Ressources énergétiques : des centrales à charbon souterraines

Alaska, Grande-Bretagne, Australie : la gazéification souterraine du charbon est de nouveau à l'ordre du jour. Elle permet d'exploiter des réserves difficilement accessibles en transformant le charbon en gaz, sous la terre, au cœur du gisement.

Par Émilie Cauvard, le 26/02/2010

Gazéification in situ, le retour

Comment exploiter le charbon sans l'extraire de la terre, sans mines, sans galeries ? La réponse est simple : en le transformant en gaz in situ, au cœur du gisement, et en récupérant ensuite le gaz pour le transformer en carburants ou pour alimenter des centrales électriques. Ce procédé, appelé la « gazéification souterraine du charbon », n'est pas sorti tout droit du chapeau de quelque savant fou.
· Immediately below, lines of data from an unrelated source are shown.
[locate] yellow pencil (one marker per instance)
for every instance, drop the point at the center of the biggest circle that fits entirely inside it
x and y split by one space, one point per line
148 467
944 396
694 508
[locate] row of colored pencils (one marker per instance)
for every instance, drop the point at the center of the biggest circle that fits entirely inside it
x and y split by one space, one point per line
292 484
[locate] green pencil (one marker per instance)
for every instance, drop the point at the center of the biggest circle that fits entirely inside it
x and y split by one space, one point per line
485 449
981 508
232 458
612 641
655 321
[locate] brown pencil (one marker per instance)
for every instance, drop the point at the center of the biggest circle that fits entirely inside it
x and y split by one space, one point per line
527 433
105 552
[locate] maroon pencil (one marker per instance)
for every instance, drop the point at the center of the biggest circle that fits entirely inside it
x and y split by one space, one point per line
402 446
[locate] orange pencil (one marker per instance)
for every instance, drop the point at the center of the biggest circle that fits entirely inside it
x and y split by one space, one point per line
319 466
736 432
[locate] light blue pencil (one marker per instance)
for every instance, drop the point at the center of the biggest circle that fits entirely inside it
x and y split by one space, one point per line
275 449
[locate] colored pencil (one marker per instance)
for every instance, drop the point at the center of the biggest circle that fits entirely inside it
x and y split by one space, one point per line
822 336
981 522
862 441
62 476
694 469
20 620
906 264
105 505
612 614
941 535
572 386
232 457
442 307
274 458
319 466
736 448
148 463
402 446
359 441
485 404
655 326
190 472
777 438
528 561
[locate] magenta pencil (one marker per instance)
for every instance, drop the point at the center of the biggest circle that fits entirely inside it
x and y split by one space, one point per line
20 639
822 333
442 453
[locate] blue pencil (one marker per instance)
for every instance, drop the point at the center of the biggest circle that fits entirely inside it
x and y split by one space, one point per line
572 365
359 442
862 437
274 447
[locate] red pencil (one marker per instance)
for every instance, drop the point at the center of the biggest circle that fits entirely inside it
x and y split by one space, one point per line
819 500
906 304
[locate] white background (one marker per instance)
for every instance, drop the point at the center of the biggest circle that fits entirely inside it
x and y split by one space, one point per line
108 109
Il a été étudié et utilisé tout au long du XXe siècle en Europe et en Russie. Aujourd'hui, à l'heure où la recherche de nouvelles ressources énergétiques est de plus en plus pressante, il revient dans l'actualité avec l'annonce, coup sur coup, de deux projets de grande envergure aux États-Unis et en Grande-Bretagne.
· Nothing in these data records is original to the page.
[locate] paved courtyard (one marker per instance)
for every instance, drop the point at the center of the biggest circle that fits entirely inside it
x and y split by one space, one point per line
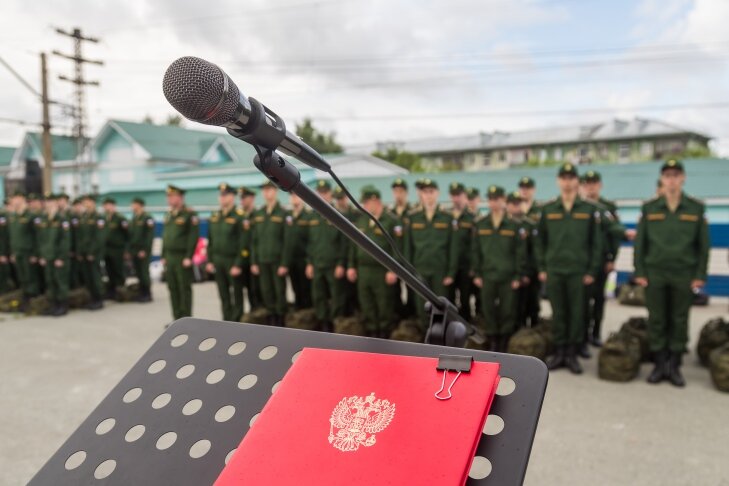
55 371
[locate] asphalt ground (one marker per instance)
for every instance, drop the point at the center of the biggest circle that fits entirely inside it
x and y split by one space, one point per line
55 371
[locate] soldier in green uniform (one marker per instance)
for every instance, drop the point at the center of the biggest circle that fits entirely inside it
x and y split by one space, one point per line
499 261
249 282
374 282
271 225
431 245
117 242
55 246
179 240
141 237
569 247
22 246
296 251
224 256
525 314
325 264
463 220
400 208
90 250
671 258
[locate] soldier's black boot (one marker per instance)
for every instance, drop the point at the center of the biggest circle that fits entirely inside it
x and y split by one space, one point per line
659 371
673 370
571 361
557 359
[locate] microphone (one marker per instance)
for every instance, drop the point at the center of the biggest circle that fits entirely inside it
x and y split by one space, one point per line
203 93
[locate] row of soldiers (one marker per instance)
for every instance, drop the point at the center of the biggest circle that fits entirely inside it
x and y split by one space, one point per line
50 246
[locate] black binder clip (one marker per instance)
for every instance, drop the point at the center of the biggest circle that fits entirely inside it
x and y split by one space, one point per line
446 363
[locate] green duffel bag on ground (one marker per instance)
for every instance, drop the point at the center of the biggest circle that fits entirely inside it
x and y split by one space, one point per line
619 358
528 342
719 367
714 334
302 319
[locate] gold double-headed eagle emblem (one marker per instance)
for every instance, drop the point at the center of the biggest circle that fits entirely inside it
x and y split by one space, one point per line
356 420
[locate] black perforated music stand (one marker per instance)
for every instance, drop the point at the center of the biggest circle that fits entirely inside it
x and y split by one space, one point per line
181 411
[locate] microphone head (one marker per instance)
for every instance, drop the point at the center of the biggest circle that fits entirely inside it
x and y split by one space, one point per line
197 89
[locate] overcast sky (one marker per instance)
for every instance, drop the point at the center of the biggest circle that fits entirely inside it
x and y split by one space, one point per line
375 70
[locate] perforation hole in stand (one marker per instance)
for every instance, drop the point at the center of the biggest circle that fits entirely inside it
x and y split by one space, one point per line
157 366
105 469
247 382
105 426
200 448
207 344
215 376
166 440
161 401
506 386
224 413
480 468
236 348
192 407
75 460
494 425
179 340
135 433
185 371
268 352
132 395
Carte de l'estuaire de Cook (Alaska)

En octobre 2009, CIRI, une société détenue par les tribus indiennes de l'estuaire de Cook (région d'Anchorage, Alaska), annonce en effet le lancement d'un projet de gazéification souterraine, couplé à une centrale électrique de 100 mégawatts (MW). Un projet qui permettrait, selon ses concepteurs, de valoriser de vastes réserves locales de charbon, enfouies à près de 650 mètres sous terre et ce, dès 2014.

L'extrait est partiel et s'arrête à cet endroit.